Another, subject (case 10) was diagnosed with cerebral palsy, hypertonia, and spasticity. He has a medical history of delayed development, delayed milestones, and muscle spasms. He also has behavioral concerns of OCD-like behaviors. Notable physical features include an upturned nasal tip, Café au lait spot on lower anterior neck, the fifth fingers are shortened bilaterally, and progressively dystonic features. The subject’s previous testing was found to be normal for organic acids, total and free creatinine, amino acids, and acylcarnitine profile. The ES analysis detected a heterozygous missense variant (ADARc.3019G>A) that was found to be associated with Dyschromatosis symmetrica hereditaria, AD, but did not explain the observed phenotype. The CMA detected, arr[hg19] 6q24.1(141,957,503-142,116,632)x1mat, 17q25.3(80,864,260-81,007,175)x3mat, approximately 159 kbp and 143 kbp in size. The duplication of 17q region harbored TBCD and B3GNTL1 genes.
It is interesting to note that Prost el al. reported two cases of focal dosage changes including TBCD and B3GNTL1 genes (one case each with loss and gain), sparring the distal METRNL gene. Both reported cases had developmental delays and no cardiac malformation, as observed in our cases. Further, all three cases with duplication of TBCD and B3GNTL1 genes show facial dysmorphology. Thus, dosage changes involving these two genes appears to be associated with developmental delay, facial dymorphology and no cardiac malformation. The two cases reported in literature were de novo, while both our cases harbored CNVs that were maternally inherited. The mother was unaffected, supporting incomplete penetrance and variable expressivity for this change.
Limitations of the study
Though the study presents a set of cases with rare CNVs of the same cytogenetic band (17q25.3), there was no smallest region of overlap, which makes it difficult to ascertain definitive genotype-phenotype association.

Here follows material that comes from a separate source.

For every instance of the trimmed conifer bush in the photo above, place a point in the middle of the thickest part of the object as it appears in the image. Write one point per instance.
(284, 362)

However, since the incidence of CNVs of 17q25.3 region are rare, even in the disease population, and given that this is a gene-rich region of the genome, documentation of these cases is extremely important and may lead to definitive genotype-phenotype association in the future. Importantly, the cases 1 to 7 are the most informative, as these do not harbor any other CNV (and in some cases no sequencing alteration) suggesting a causal role of these CNVs/genes. Further, though the remaining cases (8 to 15) have additional CNVs, which complicates association, all are of uncertain significance, and encourage further analysis of CNVs in the 17q25.3 region, given the rarity and a broader phenotype association of genes in this region. Finally, evaluating the mechanism was beyond the scope of this work, but these gene associations warrant further investigation of these genes in the future.